What on Gallifrey was Steven Moffat thinking? Somewhere a distant cloister bell is ringing, warning of a cataclysm not felt since Tom Baker fell off a radio telescope and turned into Peter Davison.
There are so many reasons to hate Matt Smith, who will take over from David Tennant at the end of the year. And like the spiteful, angry geek I am I shall list them.
The first is that haircut. When the legendary Tom Baker played the Doctor in the 1970s he had a mad hairstyle, an absurd number of curls, but it looked like the wild do of a true eccentric. Smith's looks like a whole team of stylists would need a room to themselves somewhere in the TARDIS.
Next is his odd face. True, the Doctor has always had an odd look about him. Sometimes he has been handsome in a quirky way and Smith is, admittedly, those things. But he almost looks like someone has taken Gordon Ramsay, bleached his skin and held a steam iron to all his wrinkles before flattening him out with a rolling pin covered in flour.
Thirdly he has landed the dream job of pretty much every sci-fi nerd under the age of 50 at a time when scores of people are losing their employment in the face of inevitable recession.
Finally, and most importantly, he is a year younger than me. How dare he? It is completely unfair to do this to me. I can't watch my favourite TV program in the same way anymore. The lead characters in my favourite shows have always been older than me, giving me some childish comfort that I still have all that saving the universe ahead of me.

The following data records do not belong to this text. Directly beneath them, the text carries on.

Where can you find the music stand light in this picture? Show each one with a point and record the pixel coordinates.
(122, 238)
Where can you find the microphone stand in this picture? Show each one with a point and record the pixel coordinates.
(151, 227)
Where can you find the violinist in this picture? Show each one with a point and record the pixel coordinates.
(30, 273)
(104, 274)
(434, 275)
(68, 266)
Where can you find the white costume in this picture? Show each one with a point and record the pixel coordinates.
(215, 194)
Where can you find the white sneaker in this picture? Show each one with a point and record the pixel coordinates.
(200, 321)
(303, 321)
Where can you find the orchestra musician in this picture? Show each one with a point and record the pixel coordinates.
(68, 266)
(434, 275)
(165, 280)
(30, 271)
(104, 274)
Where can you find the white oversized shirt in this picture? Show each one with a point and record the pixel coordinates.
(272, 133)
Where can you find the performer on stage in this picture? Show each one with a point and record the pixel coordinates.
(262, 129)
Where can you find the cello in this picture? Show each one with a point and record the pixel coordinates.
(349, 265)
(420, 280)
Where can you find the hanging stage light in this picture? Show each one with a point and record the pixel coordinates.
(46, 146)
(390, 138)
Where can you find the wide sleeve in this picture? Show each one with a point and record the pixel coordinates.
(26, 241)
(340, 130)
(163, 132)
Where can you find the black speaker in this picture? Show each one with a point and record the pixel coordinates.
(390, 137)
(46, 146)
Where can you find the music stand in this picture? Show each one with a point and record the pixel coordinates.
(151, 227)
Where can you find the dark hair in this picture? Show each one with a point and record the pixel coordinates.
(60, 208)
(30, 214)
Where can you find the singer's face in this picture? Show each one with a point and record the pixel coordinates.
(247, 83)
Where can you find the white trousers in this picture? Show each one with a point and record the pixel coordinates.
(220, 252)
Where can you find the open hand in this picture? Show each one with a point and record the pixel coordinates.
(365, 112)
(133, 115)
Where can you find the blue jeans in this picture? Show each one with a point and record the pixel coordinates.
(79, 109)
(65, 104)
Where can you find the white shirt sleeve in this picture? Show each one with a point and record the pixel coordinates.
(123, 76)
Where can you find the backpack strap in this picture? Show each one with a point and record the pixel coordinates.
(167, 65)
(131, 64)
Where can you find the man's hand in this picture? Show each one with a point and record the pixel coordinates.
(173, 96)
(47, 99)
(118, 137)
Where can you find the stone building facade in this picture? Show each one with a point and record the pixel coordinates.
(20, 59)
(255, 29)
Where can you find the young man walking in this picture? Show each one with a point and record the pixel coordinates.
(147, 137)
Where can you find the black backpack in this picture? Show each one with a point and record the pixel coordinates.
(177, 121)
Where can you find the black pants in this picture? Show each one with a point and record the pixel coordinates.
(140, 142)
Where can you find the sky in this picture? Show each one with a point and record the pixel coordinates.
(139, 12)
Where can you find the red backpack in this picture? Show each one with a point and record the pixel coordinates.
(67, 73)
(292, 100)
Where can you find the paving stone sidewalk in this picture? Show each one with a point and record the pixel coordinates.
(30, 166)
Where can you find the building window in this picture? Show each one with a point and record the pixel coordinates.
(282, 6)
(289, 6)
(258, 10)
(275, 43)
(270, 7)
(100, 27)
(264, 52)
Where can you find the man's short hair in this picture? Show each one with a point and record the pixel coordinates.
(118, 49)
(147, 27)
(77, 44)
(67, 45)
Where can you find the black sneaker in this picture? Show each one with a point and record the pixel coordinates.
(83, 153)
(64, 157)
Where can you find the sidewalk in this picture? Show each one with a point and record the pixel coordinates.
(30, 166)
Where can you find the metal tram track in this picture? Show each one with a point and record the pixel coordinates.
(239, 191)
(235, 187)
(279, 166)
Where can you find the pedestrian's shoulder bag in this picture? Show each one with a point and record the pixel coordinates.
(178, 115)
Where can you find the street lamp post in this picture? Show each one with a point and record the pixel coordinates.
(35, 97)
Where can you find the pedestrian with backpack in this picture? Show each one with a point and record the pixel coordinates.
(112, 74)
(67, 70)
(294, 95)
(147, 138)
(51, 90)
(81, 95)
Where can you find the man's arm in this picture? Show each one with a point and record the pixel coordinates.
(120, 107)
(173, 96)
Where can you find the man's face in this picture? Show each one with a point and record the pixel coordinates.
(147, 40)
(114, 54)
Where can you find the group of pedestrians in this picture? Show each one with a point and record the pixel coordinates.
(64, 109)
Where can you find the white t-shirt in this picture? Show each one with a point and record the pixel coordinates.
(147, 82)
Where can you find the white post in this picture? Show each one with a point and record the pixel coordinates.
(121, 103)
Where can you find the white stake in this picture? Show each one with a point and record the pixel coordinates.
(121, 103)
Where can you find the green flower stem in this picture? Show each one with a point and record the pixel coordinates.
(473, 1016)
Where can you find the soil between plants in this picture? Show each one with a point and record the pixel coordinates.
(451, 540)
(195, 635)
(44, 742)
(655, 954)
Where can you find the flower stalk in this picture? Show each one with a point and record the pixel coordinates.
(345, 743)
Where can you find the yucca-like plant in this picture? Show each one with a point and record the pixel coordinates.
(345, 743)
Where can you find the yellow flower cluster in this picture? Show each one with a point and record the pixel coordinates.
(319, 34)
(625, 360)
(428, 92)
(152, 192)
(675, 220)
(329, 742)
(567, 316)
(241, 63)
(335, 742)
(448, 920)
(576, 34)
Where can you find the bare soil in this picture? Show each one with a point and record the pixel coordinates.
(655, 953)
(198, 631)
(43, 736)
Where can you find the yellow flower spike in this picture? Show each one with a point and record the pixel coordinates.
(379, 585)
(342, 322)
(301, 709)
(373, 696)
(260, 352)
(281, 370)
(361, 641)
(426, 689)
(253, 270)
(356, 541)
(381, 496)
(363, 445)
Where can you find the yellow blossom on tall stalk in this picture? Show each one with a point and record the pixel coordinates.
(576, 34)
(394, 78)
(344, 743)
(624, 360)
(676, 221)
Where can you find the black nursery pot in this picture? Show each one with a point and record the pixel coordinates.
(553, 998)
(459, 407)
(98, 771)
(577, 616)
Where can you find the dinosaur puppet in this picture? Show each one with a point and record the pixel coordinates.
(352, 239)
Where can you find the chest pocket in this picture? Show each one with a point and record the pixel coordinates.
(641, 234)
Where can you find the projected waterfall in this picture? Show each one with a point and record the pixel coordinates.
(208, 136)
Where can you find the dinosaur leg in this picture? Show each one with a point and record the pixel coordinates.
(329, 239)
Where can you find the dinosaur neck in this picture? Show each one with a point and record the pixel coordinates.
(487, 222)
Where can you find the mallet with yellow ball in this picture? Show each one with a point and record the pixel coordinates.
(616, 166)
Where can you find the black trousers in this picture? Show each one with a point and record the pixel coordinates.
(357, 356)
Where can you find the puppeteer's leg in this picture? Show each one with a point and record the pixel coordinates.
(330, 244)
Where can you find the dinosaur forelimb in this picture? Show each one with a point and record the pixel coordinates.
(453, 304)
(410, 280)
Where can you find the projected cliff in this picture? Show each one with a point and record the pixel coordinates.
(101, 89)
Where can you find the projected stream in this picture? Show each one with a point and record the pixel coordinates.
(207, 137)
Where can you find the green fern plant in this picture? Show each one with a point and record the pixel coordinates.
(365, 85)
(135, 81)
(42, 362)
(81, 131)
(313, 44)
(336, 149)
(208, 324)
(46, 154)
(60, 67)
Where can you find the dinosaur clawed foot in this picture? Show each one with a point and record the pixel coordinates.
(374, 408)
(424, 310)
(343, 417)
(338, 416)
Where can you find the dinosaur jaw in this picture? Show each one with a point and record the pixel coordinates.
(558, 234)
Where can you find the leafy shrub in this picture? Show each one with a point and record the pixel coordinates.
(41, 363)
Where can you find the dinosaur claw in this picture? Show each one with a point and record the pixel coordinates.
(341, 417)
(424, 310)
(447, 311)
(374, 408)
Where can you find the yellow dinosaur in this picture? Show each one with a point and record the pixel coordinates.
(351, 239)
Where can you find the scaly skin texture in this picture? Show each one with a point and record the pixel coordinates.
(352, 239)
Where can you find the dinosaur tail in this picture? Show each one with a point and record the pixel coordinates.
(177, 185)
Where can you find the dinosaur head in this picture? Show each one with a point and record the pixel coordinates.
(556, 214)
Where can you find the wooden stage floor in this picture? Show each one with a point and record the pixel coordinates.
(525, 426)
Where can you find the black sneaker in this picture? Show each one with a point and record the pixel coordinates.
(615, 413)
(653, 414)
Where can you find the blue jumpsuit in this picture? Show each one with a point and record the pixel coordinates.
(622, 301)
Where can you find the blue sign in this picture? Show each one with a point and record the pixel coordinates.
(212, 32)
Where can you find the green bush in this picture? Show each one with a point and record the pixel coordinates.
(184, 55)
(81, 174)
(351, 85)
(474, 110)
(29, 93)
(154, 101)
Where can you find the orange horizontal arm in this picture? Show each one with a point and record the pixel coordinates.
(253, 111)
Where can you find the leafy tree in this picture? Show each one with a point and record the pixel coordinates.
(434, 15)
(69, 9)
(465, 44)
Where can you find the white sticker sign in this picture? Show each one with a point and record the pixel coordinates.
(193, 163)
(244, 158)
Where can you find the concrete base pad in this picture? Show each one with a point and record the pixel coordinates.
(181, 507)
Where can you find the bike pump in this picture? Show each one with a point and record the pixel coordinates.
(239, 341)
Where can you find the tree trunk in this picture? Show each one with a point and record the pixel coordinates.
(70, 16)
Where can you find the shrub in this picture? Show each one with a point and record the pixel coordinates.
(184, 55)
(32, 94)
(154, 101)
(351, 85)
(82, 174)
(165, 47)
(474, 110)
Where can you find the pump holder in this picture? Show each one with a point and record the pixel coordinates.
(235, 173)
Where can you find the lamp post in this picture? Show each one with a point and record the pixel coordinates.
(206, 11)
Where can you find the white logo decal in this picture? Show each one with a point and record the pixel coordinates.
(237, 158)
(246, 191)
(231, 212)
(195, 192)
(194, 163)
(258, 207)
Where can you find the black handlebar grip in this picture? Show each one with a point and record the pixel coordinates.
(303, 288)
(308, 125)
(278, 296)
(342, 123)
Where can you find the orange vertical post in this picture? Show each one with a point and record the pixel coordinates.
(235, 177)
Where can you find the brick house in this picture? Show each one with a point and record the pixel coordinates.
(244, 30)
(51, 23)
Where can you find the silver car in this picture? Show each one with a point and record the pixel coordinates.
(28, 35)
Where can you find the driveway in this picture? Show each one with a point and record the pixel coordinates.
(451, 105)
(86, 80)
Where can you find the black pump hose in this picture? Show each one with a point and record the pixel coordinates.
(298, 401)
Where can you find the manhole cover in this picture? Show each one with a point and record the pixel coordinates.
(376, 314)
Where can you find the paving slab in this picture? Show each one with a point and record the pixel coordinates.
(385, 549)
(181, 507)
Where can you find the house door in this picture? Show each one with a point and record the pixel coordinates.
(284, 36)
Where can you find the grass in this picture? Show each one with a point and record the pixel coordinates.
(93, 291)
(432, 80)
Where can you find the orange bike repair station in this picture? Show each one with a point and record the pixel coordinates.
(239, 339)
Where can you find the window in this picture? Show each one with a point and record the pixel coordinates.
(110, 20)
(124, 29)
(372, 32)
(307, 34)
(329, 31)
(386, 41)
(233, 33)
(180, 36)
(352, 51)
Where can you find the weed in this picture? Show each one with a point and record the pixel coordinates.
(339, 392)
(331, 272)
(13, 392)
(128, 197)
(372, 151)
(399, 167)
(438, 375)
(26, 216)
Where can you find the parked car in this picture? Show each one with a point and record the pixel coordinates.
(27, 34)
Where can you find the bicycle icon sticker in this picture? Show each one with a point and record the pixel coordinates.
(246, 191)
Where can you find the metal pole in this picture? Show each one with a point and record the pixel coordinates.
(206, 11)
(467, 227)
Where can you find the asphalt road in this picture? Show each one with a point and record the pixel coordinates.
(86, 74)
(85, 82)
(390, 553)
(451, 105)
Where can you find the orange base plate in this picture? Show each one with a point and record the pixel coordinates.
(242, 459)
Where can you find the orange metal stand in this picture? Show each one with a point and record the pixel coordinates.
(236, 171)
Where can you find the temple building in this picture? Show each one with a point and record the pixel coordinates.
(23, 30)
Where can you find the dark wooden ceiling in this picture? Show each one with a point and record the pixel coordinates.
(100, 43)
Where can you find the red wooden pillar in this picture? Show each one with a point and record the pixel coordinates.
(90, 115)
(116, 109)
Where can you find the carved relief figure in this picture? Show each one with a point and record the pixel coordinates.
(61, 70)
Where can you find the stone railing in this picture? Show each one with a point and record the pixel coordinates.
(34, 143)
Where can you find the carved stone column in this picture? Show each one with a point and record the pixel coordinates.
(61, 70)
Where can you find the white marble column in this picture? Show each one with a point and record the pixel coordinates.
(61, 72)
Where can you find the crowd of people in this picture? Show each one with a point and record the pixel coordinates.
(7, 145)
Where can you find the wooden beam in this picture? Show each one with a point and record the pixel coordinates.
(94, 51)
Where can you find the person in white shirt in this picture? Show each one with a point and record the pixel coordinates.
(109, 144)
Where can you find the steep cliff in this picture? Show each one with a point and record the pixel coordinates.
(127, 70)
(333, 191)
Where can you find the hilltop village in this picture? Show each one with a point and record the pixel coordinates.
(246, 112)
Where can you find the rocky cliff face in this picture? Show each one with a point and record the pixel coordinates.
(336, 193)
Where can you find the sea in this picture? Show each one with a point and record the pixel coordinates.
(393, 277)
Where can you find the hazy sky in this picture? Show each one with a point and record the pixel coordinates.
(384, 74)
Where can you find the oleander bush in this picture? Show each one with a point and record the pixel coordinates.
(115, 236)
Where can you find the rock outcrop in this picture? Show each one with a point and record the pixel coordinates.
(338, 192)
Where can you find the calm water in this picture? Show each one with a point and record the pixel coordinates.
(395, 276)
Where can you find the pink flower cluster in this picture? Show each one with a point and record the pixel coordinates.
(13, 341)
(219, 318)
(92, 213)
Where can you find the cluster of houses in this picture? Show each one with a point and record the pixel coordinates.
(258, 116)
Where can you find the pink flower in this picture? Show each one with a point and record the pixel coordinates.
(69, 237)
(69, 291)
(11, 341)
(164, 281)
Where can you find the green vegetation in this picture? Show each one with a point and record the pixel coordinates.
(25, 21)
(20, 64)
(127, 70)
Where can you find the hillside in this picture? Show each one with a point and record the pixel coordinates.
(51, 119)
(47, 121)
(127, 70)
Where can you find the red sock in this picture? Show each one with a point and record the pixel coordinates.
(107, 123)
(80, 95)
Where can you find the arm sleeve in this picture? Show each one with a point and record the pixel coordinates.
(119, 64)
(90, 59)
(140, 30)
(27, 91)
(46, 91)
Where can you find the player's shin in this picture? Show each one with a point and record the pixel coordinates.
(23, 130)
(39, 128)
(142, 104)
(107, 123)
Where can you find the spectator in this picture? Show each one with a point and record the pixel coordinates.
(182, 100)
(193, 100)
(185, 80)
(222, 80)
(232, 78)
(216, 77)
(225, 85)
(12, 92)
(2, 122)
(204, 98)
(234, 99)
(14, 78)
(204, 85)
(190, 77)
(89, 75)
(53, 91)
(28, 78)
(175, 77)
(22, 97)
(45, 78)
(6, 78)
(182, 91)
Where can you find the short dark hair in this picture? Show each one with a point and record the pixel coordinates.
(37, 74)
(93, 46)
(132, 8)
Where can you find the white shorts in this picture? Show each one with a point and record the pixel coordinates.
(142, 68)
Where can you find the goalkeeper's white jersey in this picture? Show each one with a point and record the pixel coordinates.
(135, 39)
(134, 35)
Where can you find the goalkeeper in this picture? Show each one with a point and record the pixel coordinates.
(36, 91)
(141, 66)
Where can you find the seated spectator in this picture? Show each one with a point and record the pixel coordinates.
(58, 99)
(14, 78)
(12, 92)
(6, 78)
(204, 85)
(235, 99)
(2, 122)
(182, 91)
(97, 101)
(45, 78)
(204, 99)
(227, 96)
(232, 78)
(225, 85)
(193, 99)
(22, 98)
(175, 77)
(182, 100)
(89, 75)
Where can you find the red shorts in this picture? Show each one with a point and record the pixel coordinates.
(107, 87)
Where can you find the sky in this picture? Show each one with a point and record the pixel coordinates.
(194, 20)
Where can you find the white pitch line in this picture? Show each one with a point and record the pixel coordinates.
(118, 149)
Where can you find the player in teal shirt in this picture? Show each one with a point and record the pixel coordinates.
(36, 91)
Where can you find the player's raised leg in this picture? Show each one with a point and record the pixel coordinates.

I came to terms years ago with being older than the cast of Hollyoaks, mainly because I can't stand the sight of Hollyoaks and threaten to throw a shoe through the TV screen if the remote is not immediately found whenever it's on.
I can live with the knowledge that some of my favourite bands are fronted by people who were still in school last week – The Enemy, The Hoosiers and so on. But The Doctor? That's just tragic. When the announcement was made on Saturday I felt all 904 years of the Doctor's life come flowing through me, burning me up inside and destroying every single cell the same as when Christopher Eccleston had to absorb the time vortex out of Billie Piper and was forced to regenerate.
It would be easy to point accusing fingers at new chief writer Steven Moffat, slating him for toeing the line and casting someone who will be a safe bet for keeping young fans and swooning girls watching and buying the merchandise rather than taking the series in a bold new direction that would keep it fresh for years to come.
Grudgingly though I have to accept Smith's appointment. He was brilliant in Ruby In The Smoke and Party Animals. He is not yet a household name which means he will hopefully stay a few years, something we need as we are now on the 11th of only 13 Doctors.
Now I have been forced to stare into the Eye of Harmony and realise that I am evidently too old to save the universe and I shall never play the Doc. I know in my heart of hearts (and no I'm not claiming to have two) that the Beeb were never going to come calling, but at least there was the fantasy.